Dans cet extrait, les choix particuliers de Véronique ont éveillé chez sa colocataire la conscience de son alimentation ainsi qu’un sentiment de culpabilité. Cet extrait démontre qu’en consommant des PSN, les participants s’affichent comme des personnes qui prennent activement la charge de leur santé en main. Par ce geste, ils font miroiter aux autres que ceux- ci ne se prennent pas en charge comme ils sont demandés de le faire par la société. À cause de cela, les personnes de l’entourage peuvent se sentir mal à l’aise, d’où la raison pour laquelle elles peuvent parfois faire des remarques ou adopter des attitudes plus ou moins désobligeantes envers les usagers de PSN pour cacher leur inconfort d’être confrontées à ce qui leur apparaît comme la négligence de leur santé.
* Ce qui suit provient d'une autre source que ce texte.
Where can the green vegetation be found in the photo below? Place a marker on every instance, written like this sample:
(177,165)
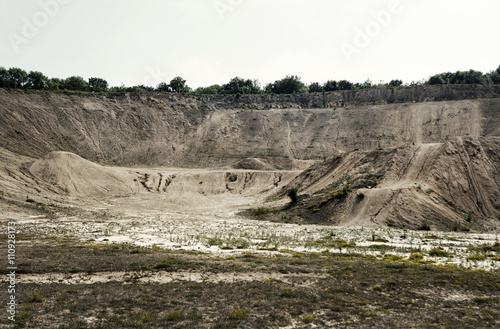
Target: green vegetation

Maintenant, est-ce que les PSN utilisés aident vraiment à traiter, à prévenir, à atteindre un état de bien-être et à optimiser la santé? Les études scientifiques sur les PSN tendent à

affirmer leur inefficacité et leur innocuité. Et pourtant, les PSN sont loin d’être en déclin. Comment expliquer cette popularité? Si les preuves scientifiques affirment le contraire, alors pourquoi des gens continuent-ils d’en consommer? Quels bénéfices les usagers retirent-ils de ces produits à l’efficacité douteuse? Et, en parlant d’efficacité, quelle efficacité ces personnes perçoivent-elles dans les PSN? Et comment font-elles pour valider cette efficacité – s’il y en a une – ou l’inefficacité des PSN?